Animation : Youtube as a distribution model for animated series by Kevin Jackson

Kevin Jackson

Youtube as a distribution model for animated series

Question: What do you think of Youtube as a distribution model for an animated series? One can spend years pitching their project before finding success. Are there any success stories of persons or studios that went the Youtube route and became successful with their series?

Success would look like either gaining so many followers and views that the Youtube revenue and merchandising revenue, sustains the series or a network picks up their animation for development and distribution.

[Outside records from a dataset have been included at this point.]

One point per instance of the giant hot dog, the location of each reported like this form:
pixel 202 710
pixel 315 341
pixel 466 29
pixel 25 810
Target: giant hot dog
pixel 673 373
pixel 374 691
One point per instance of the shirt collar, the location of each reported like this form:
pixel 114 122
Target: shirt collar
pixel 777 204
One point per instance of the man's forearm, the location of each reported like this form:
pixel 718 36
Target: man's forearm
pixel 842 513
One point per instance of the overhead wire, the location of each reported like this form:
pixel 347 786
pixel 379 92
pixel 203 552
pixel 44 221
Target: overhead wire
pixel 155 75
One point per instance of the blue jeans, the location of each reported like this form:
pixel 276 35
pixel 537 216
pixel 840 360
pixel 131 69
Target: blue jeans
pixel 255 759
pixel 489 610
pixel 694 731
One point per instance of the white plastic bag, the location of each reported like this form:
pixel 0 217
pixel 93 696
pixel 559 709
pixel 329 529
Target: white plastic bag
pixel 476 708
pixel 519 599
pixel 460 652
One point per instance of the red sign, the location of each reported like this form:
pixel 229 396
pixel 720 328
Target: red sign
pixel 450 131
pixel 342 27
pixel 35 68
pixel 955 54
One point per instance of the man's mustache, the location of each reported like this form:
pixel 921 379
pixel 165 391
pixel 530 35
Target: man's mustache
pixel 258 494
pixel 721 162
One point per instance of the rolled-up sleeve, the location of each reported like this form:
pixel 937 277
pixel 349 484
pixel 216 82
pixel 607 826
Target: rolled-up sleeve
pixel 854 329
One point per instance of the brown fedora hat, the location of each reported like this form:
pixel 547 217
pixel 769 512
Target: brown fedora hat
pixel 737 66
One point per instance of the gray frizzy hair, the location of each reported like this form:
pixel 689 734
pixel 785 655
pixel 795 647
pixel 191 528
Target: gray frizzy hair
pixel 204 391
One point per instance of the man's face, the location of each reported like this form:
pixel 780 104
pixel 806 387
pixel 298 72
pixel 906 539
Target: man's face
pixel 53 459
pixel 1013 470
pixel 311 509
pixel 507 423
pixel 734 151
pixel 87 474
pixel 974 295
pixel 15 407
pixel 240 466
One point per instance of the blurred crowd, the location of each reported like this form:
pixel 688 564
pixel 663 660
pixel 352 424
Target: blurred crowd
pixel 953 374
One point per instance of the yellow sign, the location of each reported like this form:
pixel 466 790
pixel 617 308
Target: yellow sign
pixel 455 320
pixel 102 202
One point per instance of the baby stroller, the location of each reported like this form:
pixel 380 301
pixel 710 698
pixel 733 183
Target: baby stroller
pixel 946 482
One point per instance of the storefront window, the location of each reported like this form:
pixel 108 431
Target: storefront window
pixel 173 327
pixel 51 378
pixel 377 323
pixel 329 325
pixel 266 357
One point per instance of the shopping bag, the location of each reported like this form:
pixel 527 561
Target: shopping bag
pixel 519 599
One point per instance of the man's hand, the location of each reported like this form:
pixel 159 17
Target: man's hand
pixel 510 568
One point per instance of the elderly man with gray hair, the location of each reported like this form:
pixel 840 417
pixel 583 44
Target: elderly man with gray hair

I think Bee and Puppy Cat and RWBY come to mind, but are those just lucky instances and what about kids animation. How well do those work on Youtube to be able to earn enough revenue to sustain the production?

Maurice Vaughan

I think YouTube is a great distribution model for an animated series, Kevin Jackson. There are animated series on YouTube that get a lot of views. Some series get A TONNNN of views (the more well-known series). I watch animated series on YouTube more than I watch animated series on streamers.

Sari Eliza

Hazbin Hotel, Lackadaisy, Digital Circus, even Hullabaloo...many independent/freelancers are seeing YouTube for long-series animation over the streaming services in its growing crisis. All it needs, as Mike Disa strongly lectured at his last webinar, is a proper business structural strategy. Perhaps these articles from Cartoon Brew will help:

https://www.cartoonbrew.com/streaming/7-tips-for-building-a-successful-a...

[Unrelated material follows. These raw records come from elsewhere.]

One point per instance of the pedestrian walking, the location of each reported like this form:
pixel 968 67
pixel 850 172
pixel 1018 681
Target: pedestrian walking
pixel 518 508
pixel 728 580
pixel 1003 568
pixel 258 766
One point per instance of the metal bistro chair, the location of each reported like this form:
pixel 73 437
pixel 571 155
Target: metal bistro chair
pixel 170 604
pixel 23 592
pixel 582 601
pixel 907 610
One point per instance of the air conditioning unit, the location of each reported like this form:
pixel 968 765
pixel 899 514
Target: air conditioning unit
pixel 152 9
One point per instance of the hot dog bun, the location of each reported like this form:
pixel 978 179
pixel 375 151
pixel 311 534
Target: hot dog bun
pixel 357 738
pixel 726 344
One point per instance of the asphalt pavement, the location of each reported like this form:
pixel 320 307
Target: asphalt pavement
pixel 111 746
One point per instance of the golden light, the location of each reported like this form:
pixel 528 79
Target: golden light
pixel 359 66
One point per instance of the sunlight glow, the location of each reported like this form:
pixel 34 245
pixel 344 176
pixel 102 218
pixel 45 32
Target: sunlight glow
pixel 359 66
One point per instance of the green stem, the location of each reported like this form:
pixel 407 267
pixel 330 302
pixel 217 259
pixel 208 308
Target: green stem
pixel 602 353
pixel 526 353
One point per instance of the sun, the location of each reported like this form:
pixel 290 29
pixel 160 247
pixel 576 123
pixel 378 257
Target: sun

https://www.cartoonbrew.com/interviews/the-amazing-digital-circus-creato...

https://www.cartoonbrew.com/internet-video/theodd1sout-let-me-explain-st...

Mike Boas

Making money on YouTube is a long shot, but you can use it to build your audience. Once you have a community, then you work to convert followers to paid subscribers on Patreon or Substack.

Kumar Sambhav

agree with Mike Boas youtube is a bully now, not only you have to upload your content there but pay them to to be seen , So it can be part of your strategy , get tons n tons of views and migrate those users into your own ecosystem. so that you don't loose them when YT decides to update their algorithm.

Mike Boas

How does one “pay YouTube to be seen”?

I know that’s the Facebook model, but haven’t seen it at YouTube.

Claire Dodin

That's what I'm trying to do with my channel: https://www.youtube.com/@thehighmeows But it's very hard, and nearly 3 years into it I'm not making anywhere near what it costs me, I'm just hoping it will change as I'm so invested at this point that there's no turning back. Be ready for the long game if you go into it.

Kumar Sambhav

Mike Boas in google ads you see an option to promote you videos, it also give option to name you competitor so that you tube can put your video on top of their competitions

Daniel Husbands

It may take some time before Youtube covers productions cost, but as has been previously mentioned it is a great way to see if what you've got can attract an audience. Sometimes a great idea is before it's time, or only a great idea to the creator. Getting out in front of people will help to determine if you have a project with legs or you need to move on to the next. I would give Youtube a run, but continue to pitch. As your audience grows you'll have better positioning should someone check you out.

Mike Boas

Ok Kamar, I see what you mean. That sounds like advertising, not affecting number of times the algorithm promotes your video in searches. A slight distinction in my mind.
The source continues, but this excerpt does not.